Modified Platelet Rich Plasma (PRP) Technique in Repair of Primary Cleft Palate

*Ibrahim ELdsoky
Department Of Otorhinolaryngology, Faculty Of Medicine, Alazhar University, Egypt

*Corresponding Author:
Ibrahim ELdsoky
Department Of Otorhinolaryngology, Faculty Of Medicine, Alazhar University, Egypt

Published on: 2020-01-21


Objectives: To evaluate the effect of Platelet rich plasma (PRP) applied during primary repair of complete cleft palate and comparing the results with those obtained without PRP application.
Design: A prospective randomized study.
Setting: All patients attending at pediatric surgery and otolaryngology departments, Al-Azhar University hospitals, Cairo, Egypt.
Patients: Forty patients divided into two equal groups. All patients underwent 2- flap technique palatoplasty. Group A; 20 patients had PRP injection (3-5ml injected in each layer) during palatoplasty, while group B; 20 patients without PRP application. All patients were followed up in the out-patient clinic for 13 (12-17) months.
Results: Forty patients presented with complete cleft palate, 25 males and 15 females, with a mean age of 18 months (12-24 months). All patients undergone 2-flap palatoplasty with no intra-operative complications. In group A, no cases of postoperative fistula (0%) after palatal surgery, while fistula occurred in 4 cases (20%) of patients in group B. The fistula occurrence in group A was lower than that in group B (p=0.08) with no statistically significant difference.
Conclusions: PRP application is feasible and effective technique. Fistula formation after primary palatoplasty is decreased with PRP application.

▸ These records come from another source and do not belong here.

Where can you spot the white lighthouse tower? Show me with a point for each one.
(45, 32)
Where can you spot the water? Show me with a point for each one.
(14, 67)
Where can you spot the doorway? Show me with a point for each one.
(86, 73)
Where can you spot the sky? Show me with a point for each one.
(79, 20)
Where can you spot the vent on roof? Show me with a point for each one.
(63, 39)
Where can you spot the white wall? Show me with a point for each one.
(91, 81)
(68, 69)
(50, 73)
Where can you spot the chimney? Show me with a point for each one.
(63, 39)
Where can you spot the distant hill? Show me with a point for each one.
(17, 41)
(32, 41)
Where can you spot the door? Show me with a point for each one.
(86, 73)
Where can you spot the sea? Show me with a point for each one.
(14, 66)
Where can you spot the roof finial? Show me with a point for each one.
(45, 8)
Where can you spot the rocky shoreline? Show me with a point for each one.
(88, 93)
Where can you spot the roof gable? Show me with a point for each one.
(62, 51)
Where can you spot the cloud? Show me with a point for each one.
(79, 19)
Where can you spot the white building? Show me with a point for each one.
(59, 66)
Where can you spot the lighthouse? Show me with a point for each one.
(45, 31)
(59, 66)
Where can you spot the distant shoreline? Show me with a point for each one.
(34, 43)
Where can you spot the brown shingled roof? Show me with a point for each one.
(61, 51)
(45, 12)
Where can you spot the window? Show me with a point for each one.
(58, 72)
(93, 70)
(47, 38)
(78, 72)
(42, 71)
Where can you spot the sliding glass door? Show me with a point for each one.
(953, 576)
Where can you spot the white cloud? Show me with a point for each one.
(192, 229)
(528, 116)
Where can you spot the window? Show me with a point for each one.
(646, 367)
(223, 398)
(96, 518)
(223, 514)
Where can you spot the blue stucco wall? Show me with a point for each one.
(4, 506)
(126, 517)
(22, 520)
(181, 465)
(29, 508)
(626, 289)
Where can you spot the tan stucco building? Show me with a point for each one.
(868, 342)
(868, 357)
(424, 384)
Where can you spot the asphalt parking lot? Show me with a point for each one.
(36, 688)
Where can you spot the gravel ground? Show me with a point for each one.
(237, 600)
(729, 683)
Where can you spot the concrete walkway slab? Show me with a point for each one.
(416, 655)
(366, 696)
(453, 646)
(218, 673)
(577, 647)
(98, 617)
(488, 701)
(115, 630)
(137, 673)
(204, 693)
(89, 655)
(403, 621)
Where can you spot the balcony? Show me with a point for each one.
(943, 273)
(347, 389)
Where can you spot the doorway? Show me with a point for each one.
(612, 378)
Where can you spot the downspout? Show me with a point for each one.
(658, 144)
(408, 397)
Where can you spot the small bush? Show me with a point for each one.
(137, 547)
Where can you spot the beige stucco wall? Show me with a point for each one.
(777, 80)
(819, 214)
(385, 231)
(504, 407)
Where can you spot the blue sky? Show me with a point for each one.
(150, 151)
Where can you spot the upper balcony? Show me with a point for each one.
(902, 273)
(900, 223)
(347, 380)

Cleft palate; Platelet Rich Plasma; palatoplasty; Palatal fistula


Cleft palate is the most common congenital anomaly in the oral and maxillofacial region. The incidence of cleft palate with or without cleft lip is 3.4-22.9 per 10,000 births [1]. Cleft palate surgery is aiming to close the defect and to improve the velopharyngeal function [2]. The development of complications depends on several factors as; extent of cleft, timing of repair, type of surgical repair and surgeon’s experience [3]. Fistulas were reported to occur between 0 and 77.8% of patients after primary palatoplasty [4]. The widespread use of PRP in the healing process of varied tissue types resides in the fact that platelets represent an easily accessible reservoir of critical GFs and other signaling molecules, including leukocyte-derived catabolic cytokines and fibrinogen, which may govern and regulate the tissue-healing process [5]. The PRP was used in repairing defects caused by dental extraction or tumor resection as well as for alveoloplasty in dental and maxillofacial surgery [6]. Accelerated healing, decreased risk of infection, less postoperative discomfort, and faster recovery were reported in all these applications. The aim of the present study was to evaluate the effect of PRP application in primary cleft palate repair using a new modified technique of PRP application and comparing results with another group of patients, using the same technique of surgery without application of PRP. The fistula has been selected because it is the most dangerous and most common complication following cleft palate repair.